1. Fork this repository on GitHub
2. Move to the folder where you want to clone to
3. Clone **your forked repository** with git from a
   terminal: `git clone <url you get from the green clone-button from your forked repository on GitHub>`
4. Add upstream to git for
   updates: `git remote add upstream git://github.com/marsipu/mne-pipeline-hd.git`
5. Install development version with pip: `pip install -e .[tests]`
6. Install the pre-commit hooks with: `pre-commit install`
7. Create a branch for changes: `git checkout -b <branch-name>`
8. Commit changes: `git commit -am "<your commit message>"`
9. Push changes to your forked repository on GitHub: `git push`
10. Make "New pull request" from your new feature branch

You can always [write me an e-mail](mailto:dev@mgschulz.de), if you have questions
about the contribution-process
or about the program-structure.

## Acknowledgments

This Pipeline is build on top
of [MNE-Python](https://mne.tools/stable/index.html)
> A. Gramfort, M. Luessi, E. Larson, D. Engemann, D. Strohmeier, C. Brodbeck,
> L. Parkkonen, M. Hämäläinen,
> MNE software for processing MEG and EEG data, NeuroImage, Volume 86, 1
> February 2014, Pages 446-460, ISSN 1053-8119,
> [DOI](https://doi.org/10.1016/j.neuroimage.2013.10.027)

It was inspired by a pipeline
from [Lau M. Andersen](https://doi.org/10.3389/fnins.2018.00006)
> Andersen LM. Group Analysis in MNE-Python of Evoked Responses from a Tactile
> Stimulation Paradigm: A Pipeline for
> Reproducibility at Every Step of Processing, Going from Individual Sensor
> Space Representations to an across-Group
> Source Space Representation.

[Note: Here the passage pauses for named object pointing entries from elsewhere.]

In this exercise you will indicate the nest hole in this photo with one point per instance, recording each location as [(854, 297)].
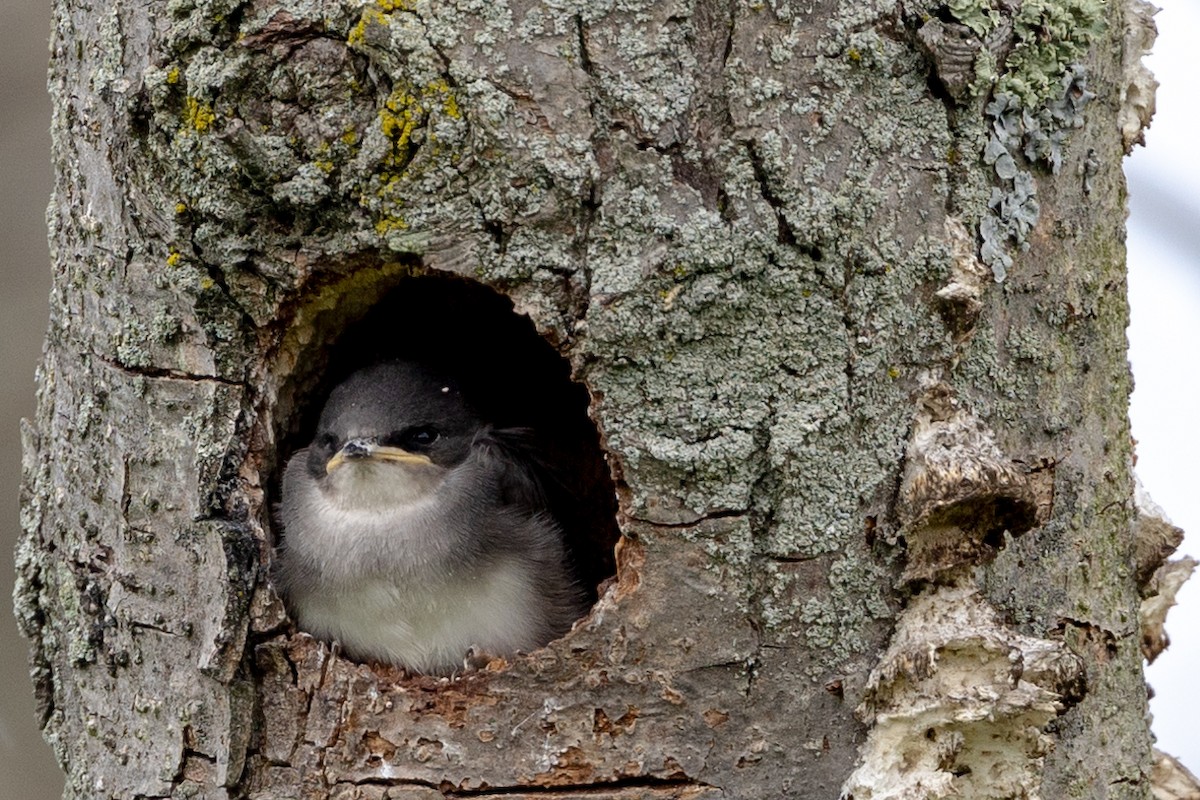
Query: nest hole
[(473, 334)]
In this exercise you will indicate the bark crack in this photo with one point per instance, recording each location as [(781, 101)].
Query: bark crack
[(165, 373)]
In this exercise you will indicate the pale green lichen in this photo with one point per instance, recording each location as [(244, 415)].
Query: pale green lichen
[(977, 14), (1051, 35)]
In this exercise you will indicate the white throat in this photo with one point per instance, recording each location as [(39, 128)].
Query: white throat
[(376, 485)]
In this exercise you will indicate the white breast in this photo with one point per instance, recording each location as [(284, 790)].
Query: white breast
[(430, 625)]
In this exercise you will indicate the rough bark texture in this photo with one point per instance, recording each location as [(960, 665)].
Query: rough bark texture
[(876, 505)]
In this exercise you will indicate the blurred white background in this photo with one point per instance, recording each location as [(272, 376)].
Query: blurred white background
[(1164, 337), (1164, 341)]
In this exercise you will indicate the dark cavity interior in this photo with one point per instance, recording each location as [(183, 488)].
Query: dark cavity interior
[(473, 334)]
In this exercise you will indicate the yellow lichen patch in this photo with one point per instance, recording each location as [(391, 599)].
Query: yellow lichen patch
[(388, 224), (198, 115)]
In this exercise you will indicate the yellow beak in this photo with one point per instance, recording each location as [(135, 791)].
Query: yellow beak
[(358, 450)]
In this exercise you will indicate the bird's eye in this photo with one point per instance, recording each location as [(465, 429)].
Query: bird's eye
[(417, 438)]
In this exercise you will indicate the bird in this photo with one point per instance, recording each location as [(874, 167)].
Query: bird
[(417, 533)]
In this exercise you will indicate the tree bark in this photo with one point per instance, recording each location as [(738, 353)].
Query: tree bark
[(845, 283)]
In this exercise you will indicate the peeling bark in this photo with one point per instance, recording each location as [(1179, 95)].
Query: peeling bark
[(766, 239)]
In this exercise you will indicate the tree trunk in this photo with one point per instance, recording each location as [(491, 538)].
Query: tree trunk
[(844, 282)]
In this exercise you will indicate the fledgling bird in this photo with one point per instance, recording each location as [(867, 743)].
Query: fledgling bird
[(415, 531)]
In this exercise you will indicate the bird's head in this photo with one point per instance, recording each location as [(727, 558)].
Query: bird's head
[(389, 434)]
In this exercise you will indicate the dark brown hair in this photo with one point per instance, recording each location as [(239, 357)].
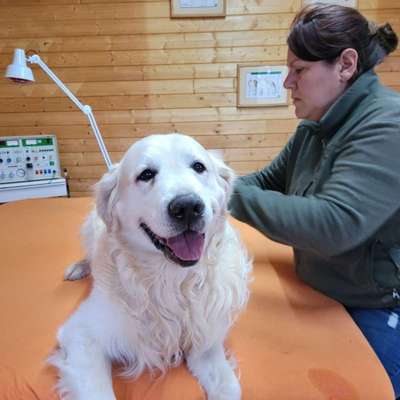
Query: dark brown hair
[(321, 32)]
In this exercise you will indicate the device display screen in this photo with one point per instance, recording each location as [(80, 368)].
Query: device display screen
[(9, 143), (38, 142)]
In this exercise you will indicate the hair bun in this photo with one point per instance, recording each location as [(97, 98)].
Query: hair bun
[(387, 38)]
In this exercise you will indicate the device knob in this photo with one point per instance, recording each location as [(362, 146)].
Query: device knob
[(20, 173)]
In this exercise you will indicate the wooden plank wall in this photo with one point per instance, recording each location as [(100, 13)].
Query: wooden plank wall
[(143, 73)]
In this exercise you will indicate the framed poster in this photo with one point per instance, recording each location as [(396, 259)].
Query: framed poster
[(198, 8), (347, 3), (261, 86)]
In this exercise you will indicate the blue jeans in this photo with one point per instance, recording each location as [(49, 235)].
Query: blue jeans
[(381, 327)]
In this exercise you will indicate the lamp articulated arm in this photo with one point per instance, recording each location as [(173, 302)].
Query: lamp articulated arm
[(87, 110)]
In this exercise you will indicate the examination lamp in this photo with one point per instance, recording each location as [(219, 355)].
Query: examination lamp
[(19, 72)]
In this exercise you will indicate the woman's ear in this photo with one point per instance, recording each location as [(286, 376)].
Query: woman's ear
[(106, 197), (348, 60)]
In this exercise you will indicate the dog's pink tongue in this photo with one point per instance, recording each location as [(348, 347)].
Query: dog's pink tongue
[(187, 246)]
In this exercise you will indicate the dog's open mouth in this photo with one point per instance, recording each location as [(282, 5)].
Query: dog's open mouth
[(184, 249)]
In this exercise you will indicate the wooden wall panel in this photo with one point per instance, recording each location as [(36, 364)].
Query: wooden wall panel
[(144, 73)]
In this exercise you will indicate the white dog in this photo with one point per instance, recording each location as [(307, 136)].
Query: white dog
[(170, 274)]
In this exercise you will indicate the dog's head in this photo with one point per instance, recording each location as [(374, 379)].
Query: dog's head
[(166, 197)]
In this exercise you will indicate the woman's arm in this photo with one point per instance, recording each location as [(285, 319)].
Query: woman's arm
[(361, 194)]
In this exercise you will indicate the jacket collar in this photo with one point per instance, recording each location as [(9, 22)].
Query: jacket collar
[(342, 107)]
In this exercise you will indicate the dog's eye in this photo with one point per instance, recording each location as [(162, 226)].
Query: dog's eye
[(199, 167), (147, 175)]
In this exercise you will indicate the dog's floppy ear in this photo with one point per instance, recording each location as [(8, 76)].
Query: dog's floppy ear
[(106, 196), (225, 173)]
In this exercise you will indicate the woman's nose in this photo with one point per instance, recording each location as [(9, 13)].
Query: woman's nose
[(289, 83)]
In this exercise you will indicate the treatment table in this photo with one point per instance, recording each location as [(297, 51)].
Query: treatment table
[(291, 343)]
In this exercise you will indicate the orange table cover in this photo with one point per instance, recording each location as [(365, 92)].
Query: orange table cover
[(291, 343)]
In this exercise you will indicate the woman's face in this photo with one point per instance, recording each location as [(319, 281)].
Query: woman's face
[(315, 85)]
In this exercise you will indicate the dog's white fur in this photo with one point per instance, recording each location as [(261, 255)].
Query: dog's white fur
[(146, 311)]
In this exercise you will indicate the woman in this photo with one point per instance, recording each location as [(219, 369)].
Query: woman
[(333, 193)]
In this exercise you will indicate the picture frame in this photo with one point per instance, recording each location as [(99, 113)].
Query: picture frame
[(347, 3), (261, 85), (198, 8)]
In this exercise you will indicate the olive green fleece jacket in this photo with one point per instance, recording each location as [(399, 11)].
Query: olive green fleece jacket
[(333, 194)]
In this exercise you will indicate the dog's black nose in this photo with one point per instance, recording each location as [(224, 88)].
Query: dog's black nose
[(186, 208)]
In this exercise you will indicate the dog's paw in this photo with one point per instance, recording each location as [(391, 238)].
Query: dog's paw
[(78, 270)]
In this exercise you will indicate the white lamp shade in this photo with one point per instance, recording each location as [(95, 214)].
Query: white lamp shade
[(18, 71)]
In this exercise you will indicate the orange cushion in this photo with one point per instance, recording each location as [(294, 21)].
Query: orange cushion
[(291, 342)]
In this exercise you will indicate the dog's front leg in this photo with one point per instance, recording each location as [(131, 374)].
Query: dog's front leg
[(84, 370), (215, 374)]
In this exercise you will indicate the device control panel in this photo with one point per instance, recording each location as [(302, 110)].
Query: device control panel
[(29, 158)]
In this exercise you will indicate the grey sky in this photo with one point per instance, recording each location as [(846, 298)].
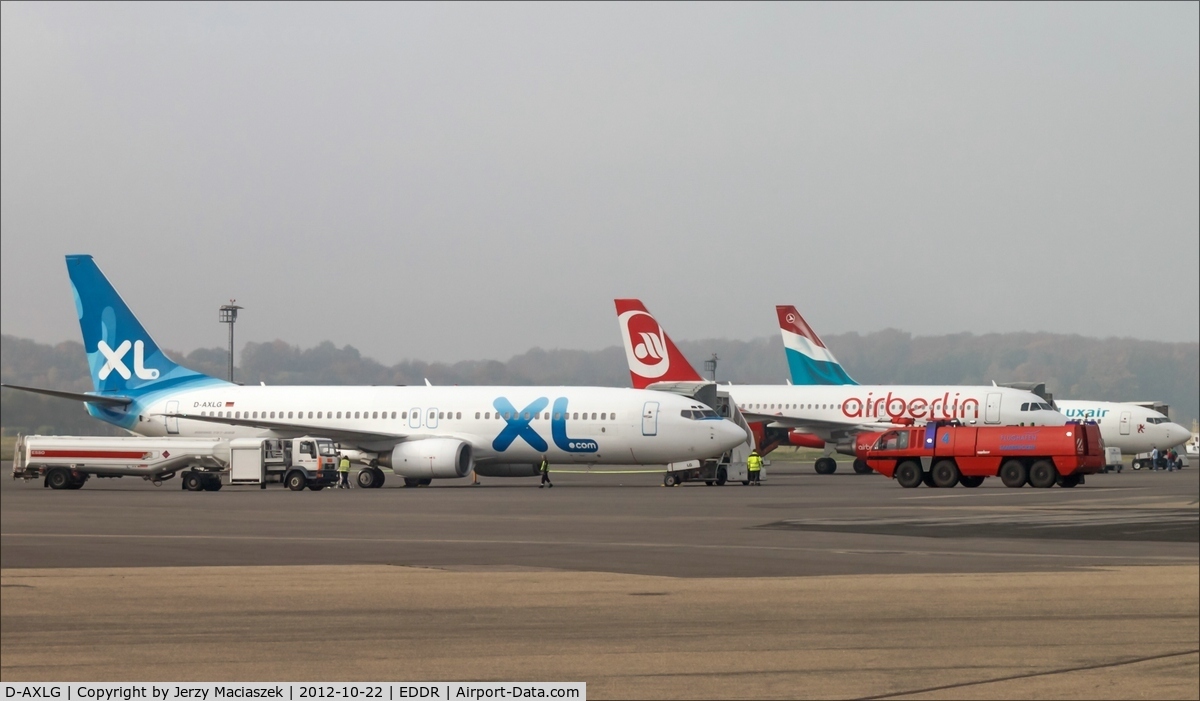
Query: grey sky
[(450, 181)]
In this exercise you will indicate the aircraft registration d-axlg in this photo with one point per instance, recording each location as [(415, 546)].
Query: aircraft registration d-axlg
[(420, 432)]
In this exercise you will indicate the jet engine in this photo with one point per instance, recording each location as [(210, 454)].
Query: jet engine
[(430, 457), (507, 469)]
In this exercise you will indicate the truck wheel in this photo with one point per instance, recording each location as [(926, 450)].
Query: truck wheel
[(909, 474), (193, 483), (945, 474), (1014, 474), (366, 479), (297, 481), (1043, 474), (58, 479)]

Front Neurosci. 2018 Jan 22;12:6. doi:
> 10.3389/fnins.2018.00006. PMID: 29403349;
> PMCID: PMC5786561.

This program also
integrates [autoreject](https://doi.org/10.1016/j.neuroimage.2017.06.030)
> Mainak Jas, Denis Engemann, Yousra Bekhti, Federico Raimondo, and Alexandre
> Gramfort. 2017.
> “Autoreject: Automated artifact rejection for MEG and EEG data”. NeuroImage,
> 159, 417-429.

Many ideas and basics for GUI-Programming where taken
from [LearnPyQt](https://www.learnpyqt.com/) and numerous
stackoverflow-questions/solutions.

The development is financially supported
by [Heidelberg University](https://www.uni-heidelberg.de/de/forschung/forschungsprofil/fields-of-focus/field-of-focus-i).

Thank you to the members of my laboratory (especially my
supervisor [Andre Rupp](https://www.klinikum.uni-heidelberg.de/personen/pd-dr-phil-andre-rupp-271))
for their feedback and testing in the early stages of development.